As Owen Courrèges writes: "I may have property rights, and I may own a boat, but if a person climbs up on my boat from shark-infested waters, it would be wrong for me to kick him off."

Monday, November 03, 2003

On Late Night Talk Show Hosts


Several months ago, I asked readers which of the late-night hosts they preferred. The consensus, I believe, was that Leno was personally better, Letterman has better guests (or it could have been the other way around), and Conan's the one worth staying up for.

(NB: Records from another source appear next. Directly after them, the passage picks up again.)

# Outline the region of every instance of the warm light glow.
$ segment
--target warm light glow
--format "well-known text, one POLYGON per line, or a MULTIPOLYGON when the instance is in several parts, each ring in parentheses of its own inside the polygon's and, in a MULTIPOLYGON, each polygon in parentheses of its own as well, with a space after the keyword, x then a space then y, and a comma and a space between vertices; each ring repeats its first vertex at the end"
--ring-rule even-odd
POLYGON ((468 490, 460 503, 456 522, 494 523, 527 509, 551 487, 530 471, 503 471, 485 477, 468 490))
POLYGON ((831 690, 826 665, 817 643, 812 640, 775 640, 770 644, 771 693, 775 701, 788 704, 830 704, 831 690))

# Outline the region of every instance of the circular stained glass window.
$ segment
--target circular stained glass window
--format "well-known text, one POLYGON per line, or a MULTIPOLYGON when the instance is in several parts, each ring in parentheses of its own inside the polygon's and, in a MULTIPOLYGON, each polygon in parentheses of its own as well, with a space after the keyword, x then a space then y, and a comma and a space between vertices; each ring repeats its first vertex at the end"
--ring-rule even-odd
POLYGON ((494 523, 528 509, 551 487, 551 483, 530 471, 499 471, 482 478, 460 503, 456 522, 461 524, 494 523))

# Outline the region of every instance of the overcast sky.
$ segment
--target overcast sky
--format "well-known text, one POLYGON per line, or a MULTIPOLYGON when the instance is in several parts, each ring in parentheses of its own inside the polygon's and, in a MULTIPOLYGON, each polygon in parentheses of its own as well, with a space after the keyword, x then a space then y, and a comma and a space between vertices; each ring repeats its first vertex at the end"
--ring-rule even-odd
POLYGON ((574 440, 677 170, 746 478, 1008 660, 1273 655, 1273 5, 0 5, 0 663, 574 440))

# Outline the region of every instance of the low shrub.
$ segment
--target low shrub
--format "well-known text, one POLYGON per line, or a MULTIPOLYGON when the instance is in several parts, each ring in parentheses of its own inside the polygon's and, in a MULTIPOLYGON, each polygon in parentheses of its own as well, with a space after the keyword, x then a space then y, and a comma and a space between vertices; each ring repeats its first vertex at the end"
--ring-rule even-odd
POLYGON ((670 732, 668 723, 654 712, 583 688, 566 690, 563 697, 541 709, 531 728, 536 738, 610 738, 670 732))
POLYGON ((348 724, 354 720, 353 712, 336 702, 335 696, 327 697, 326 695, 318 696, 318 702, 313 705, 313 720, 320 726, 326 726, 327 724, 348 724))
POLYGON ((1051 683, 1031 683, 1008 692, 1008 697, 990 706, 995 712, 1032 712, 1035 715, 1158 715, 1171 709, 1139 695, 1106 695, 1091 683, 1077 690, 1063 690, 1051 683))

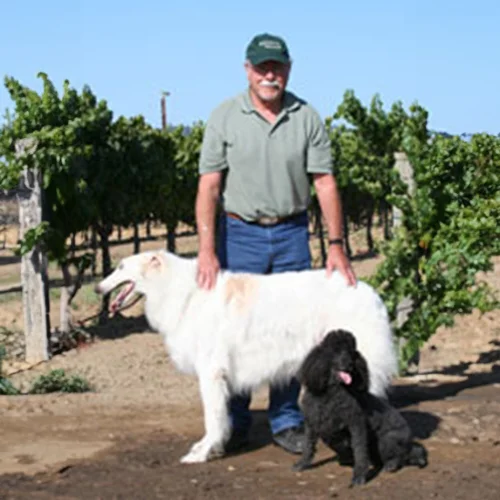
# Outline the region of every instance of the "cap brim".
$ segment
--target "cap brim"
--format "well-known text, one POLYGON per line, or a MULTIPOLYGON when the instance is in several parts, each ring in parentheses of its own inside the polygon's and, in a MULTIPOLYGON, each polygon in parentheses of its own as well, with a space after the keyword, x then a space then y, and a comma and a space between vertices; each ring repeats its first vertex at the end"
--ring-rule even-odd
POLYGON ((276 61, 281 64, 288 64, 290 62, 290 59, 288 59, 286 56, 282 54, 266 54, 266 55, 261 55, 261 56, 252 56, 249 57, 248 60, 254 65, 257 66, 259 64, 262 64, 263 62, 267 61, 276 61))

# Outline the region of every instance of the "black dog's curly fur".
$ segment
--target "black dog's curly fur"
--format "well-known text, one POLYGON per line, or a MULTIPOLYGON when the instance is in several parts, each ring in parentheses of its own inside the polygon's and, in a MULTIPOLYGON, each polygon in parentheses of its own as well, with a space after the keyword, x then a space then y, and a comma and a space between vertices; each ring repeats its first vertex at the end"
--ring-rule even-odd
POLYGON ((386 471, 427 465, 427 452, 413 441, 404 417, 368 392, 368 366, 350 332, 330 332, 306 357, 298 379, 305 387, 301 406, 306 444, 294 470, 311 465, 318 439, 341 463, 354 465, 352 484, 367 481, 370 463, 386 471), (342 373, 350 375, 349 383, 342 373))

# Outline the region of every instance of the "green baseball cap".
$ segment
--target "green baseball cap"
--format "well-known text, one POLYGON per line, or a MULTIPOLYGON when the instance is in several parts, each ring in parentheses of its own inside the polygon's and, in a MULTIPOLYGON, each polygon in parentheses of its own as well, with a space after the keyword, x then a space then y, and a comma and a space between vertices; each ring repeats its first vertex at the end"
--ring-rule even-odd
POLYGON ((285 40, 269 33, 262 33, 252 38, 247 47, 246 58, 253 65, 264 61, 278 61, 283 64, 290 62, 285 40))

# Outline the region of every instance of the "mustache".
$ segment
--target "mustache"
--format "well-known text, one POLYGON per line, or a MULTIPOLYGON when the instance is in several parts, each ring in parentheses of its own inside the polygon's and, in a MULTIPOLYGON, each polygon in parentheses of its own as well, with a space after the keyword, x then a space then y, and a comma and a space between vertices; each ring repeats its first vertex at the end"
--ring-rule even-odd
POLYGON ((274 88, 274 89, 281 89, 281 85, 278 82, 276 82, 276 81, 262 80, 259 83, 259 85, 262 86, 262 87, 271 87, 271 88, 274 88))

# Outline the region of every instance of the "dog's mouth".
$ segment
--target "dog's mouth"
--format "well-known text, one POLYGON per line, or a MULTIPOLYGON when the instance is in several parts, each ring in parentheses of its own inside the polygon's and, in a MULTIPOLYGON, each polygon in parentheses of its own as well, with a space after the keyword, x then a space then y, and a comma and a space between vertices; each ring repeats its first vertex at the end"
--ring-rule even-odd
POLYGON ((337 376, 339 377, 340 381, 343 382, 345 385, 351 385, 352 377, 350 373, 339 371, 337 372, 337 376))
POLYGON ((121 290, 109 305, 109 309, 113 313, 122 309, 128 302, 130 302, 132 292, 135 288, 135 283, 133 281, 126 281, 125 283, 118 285, 117 288, 119 287, 121 287, 121 290))

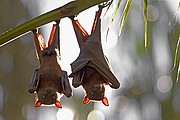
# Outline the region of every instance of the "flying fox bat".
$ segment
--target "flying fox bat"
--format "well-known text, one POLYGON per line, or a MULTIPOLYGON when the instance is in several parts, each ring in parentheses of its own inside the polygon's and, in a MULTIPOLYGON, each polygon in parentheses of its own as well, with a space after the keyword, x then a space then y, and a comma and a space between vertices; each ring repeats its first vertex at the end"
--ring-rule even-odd
POLYGON ((77 59, 71 63, 74 87, 80 85, 85 89, 86 95, 83 103, 87 104, 90 100, 102 101, 105 106, 109 106, 108 99, 105 97, 105 85, 117 89, 120 86, 117 78, 113 75, 108 65, 108 60, 103 53, 101 45, 101 19, 100 15, 103 6, 99 6, 96 12, 91 35, 81 26, 78 20, 70 17, 72 25, 80 47, 77 59))
POLYGON ((62 108, 60 101, 58 101, 58 94, 64 94, 69 98, 72 90, 67 72, 63 71, 59 64, 59 21, 52 27, 48 46, 46 46, 42 35, 38 34, 36 30, 33 31, 33 34, 40 67, 35 70, 28 91, 37 93, 36 107, 40 107, 41 104, 55 104, 58 108, 62 108))

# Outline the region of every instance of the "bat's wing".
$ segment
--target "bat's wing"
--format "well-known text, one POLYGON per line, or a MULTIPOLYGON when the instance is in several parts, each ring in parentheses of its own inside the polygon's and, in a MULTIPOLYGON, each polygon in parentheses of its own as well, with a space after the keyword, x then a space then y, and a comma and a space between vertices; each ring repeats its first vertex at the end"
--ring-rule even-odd
POLYGON ((66 97, 71 97, 72 96, 72 89, 69 84, 69 79, 66 71, 62 71, 61 75, 61 82, 62 82, 62 88, 63 88, 63 93, 66 95, 66 97))
POLYGON ((38 85, 39 85, 39 74, 38 74, 38 70, 36 69, 33 73, 32 79, 29 83, 28 86, 28 91, 29 93, 34 93, 37 89, 38 89, 38 85))
MULTIPOLYGON (((118 82, 117 78, 113 75, 111 72, 107 59, 104 56, 102 45, 101 45, 101 19, 100 13, 101 10, 96 12, 94 24, 92 27, 92 33, 89 37, 87 37, 81 47, 80 47, 80 54, 78 58, 71 64, 72 67, 72 74, 71 76, 74 76, 75 73, 78 71, 81 71, 86 65, 93 67, 95 70, 97 70, 106 80, 107 84, 109 84, 112 88, 118 88, 120 86, 120 83, 118 82)), ((74 25, 77 24, 77 22, 73 22, 73 26, 77 26, 78 28, 74 28, 75 31, 78 30, 76 33, 78 42, 81 42, 82 40, 80 38, 82 37, 82 27, 79 27, 80 25, 74 25), (81 34, 79 34, 81 33, 81 34)), ((79 24, 79 23, 78 23, 79 24)), ((85 39, 85 38, 84 38, 85 39)), ((79 72, 80 74, 80 72, 79 72)), ((79 77, 76 81, 81 81, 81 77, 79 77)))

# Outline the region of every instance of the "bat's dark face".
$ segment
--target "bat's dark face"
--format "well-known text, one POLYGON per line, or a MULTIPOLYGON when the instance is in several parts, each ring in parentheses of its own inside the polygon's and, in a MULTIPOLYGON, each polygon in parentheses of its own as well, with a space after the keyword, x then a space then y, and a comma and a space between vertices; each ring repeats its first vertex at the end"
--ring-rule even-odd
POLYGON ((104 97, 105 84, 104 78, 94 68, 86 66, 83 79, 83 88, 86 91, 86 96, 83 100, 87 104, 90 100, 102 101, 108 106, 108 100, 104 97))

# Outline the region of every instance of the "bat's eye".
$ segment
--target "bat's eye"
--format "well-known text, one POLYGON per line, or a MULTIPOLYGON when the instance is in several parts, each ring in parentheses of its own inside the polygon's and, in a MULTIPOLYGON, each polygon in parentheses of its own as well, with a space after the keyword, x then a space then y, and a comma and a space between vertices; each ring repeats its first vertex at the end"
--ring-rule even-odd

I've been doing some comparison of my own, now that, thanks to the time zone, everyone's on an hour earlier. Apparently, I'm with the majority in choosing Leno. My reason's different: I prefer him because 1) he has eye candy like Dolly Parton and Arnold, 2) he does not have spots with the people voted off of Survivor, and 3) he has a Boston accent. He does have some terrible guests, though, so I generally watch his patter at the start and then see who's on which show. I tried Conan a few times, and I will watch him if I don't feel like sleeping and there's nothing else to do, but it's just not my cup of tea -- probably because I'm the kind of person who likes a cup of tea. Guys I know love his habit of heaping scorn on the audience and having bits with Jack Black and other SNL-types. Guys I know also enjoy the crass and repugnant skits in SNL and Mad TV. And they laughed when Will Ferrell told jokes about shit (literally) at Harvard's Class Day. I suppose it must be a guy thing!

On Bobby Jindal


I like this candidate, in case y'all couldn't have guessed it.

Sunday, November 02, 2003

On the Pope


What with the pope's anniversary and his failing health, there have been quite a few news spots on the pontiff. Many of them have an aspect that surprises me: they comment on how conservative he is. Perhaps a Catholic would be better fit to comment on this, but: isn't JPII one of the more liberal among the higher-ups this century? Hasn't he been widely censured by traditionalists around the world for his liberal stances? I see where the news get their idea -- "he doesn't support civil unions? damn conservative." -- but he seems quite liberal to me, for a leader in the Roman Catholic Church. Am I wrong?